Jamaica Gleaner
Published: Tuesday | July 7, 2009
Home : Commentary
They called her Cassandra
Colin Steer, Associate Editor - Opinion

With many issues being reported on with frothy, breathless enthusiasm across the media and turgid discourse being treated as serious analysis, it is often difficult not to conclude that, in Jamaica, ignorance and naivety are travelling companions and mischief is directing traffic.

Whether it is debating the state of education, social dysfunction or economic malaise, a Jamaican Rip Van Winkle who had fallen asleep 35, 20 or 15 years ago, could arise from his slumber and resume a conversation with his neighbour with the words "As we were saying ... ".

Thirty to 35 years ago, the national anxiety was palpable. How should we treat with the majority of our 11 and 12-year-olds who were required to move from the primary level to secondary education? Among the arguments then was that the Common Entrance Examination (CEE) perpetuated a class bias. It was posited that more than 90 per cent of children who attended private prep schools got placed in the preferred high schools and that even where primary school students had 'passed' the CEE, because there was not enough space to accommodate them, they were shunted to the less than desirable secondary schools.

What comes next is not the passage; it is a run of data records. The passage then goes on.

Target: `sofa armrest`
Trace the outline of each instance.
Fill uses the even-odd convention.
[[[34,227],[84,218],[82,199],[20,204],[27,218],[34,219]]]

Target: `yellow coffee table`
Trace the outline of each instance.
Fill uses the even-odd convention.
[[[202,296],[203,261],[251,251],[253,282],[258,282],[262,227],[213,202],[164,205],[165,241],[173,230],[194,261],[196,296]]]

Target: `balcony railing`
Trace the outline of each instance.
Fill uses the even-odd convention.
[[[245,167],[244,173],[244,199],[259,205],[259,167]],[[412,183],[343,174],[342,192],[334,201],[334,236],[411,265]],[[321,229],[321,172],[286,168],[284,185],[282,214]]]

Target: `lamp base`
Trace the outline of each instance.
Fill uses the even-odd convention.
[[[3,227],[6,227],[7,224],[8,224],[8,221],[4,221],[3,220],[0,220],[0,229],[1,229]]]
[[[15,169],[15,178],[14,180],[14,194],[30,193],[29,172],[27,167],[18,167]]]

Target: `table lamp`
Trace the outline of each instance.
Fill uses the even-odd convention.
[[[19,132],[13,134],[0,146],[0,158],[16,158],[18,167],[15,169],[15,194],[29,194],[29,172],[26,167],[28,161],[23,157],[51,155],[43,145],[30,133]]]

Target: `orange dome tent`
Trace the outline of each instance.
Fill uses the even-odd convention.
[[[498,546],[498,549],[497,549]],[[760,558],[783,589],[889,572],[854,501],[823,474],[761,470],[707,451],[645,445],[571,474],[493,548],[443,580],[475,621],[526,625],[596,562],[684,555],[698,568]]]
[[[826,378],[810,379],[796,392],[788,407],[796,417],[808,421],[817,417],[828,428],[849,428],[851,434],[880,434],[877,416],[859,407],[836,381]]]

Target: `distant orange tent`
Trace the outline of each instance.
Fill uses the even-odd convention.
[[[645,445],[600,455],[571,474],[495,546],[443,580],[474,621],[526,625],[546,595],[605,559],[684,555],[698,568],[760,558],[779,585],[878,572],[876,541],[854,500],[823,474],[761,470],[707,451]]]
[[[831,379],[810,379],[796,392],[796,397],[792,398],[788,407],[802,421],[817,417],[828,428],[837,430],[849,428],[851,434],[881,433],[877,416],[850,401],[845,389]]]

Poking fun at 'new high schools'

When the Seaga administration took tentative steps to upgrade some of the secondary schools in the 1980s, Michael Manley made sport of him on his pre-election campaign stumps in the summer of 1988. From Morant Bay to Falmouth, he poked fun at the idea of 'new high schools' having no science labs and for whom the concept of purchasing reagents or Bunsen burners was a strange proposition.

Lo and behold, the administration formed by his party over the next 18 plus years perpetuated and extended the policy of upgrading, with the additional fillip of a name change and design in the entrance exam to secondary schools, but little tangible support to make them effective institutions providing the desired better quality education. And so in 2009, we are still lamenting over what must be done with the majority of our 11 and 12 year olds destined for 'riff-raff high schools'.

If Cassandra of Greek mythological fame were looking at 'The Good Ship Jamaica' sailing across the Caribbean Sea she would be screaming "Warning! Warning! Danger ahead", yet being frustrated in the knowledge that despite her prophetic foresight she had been cursed by Apollo to be ignored.

In the discussions about ways to pull the economy out of the doldrums, the analyses of an insensitive International Monetary Fund, its stringent conditionalities and unclear 'alternative paths' have resurfaced as they did circa 1978-80 and again in the mid-1980s. Little attention is paid to the hard decisions that must be taken in the stewardship of the country and the critical steps that must be taken collectively so as not to keep making the same journey around the same mountain. But then, why should we? Did not our well-informed analysts tell us repeatedly over these past two decades that "the economy was on the right track" - never mind that our productive capacity and output were in decline and debt soaring?

Enjoying the fruit of other's labours

With so few insisting on necessary austerity measures, we enjoy the fruit of other people's labours - our streets are choked with the latest model vehicles, we build multiple storey mansions on the hillsides, the supermarkets provide a wonderful variety of imported items and we construct super highways ostensibly as markers of our development and investment in infrastructure.

Meantime, private business bellyaches for more incentives and farmers struggle to get their produce to markets over rutted roadways.

It is folly to expect to reap economic success in the absence of a national commitment to a disciplined way of life or where we spend lavishly on imported consumer goods without earning our way sufficiently to pay for them. And it really matters very little whether the Government or Opposition loves the poor more - for before long everybody will be in the same boat, adrift at sea and cursing our fate.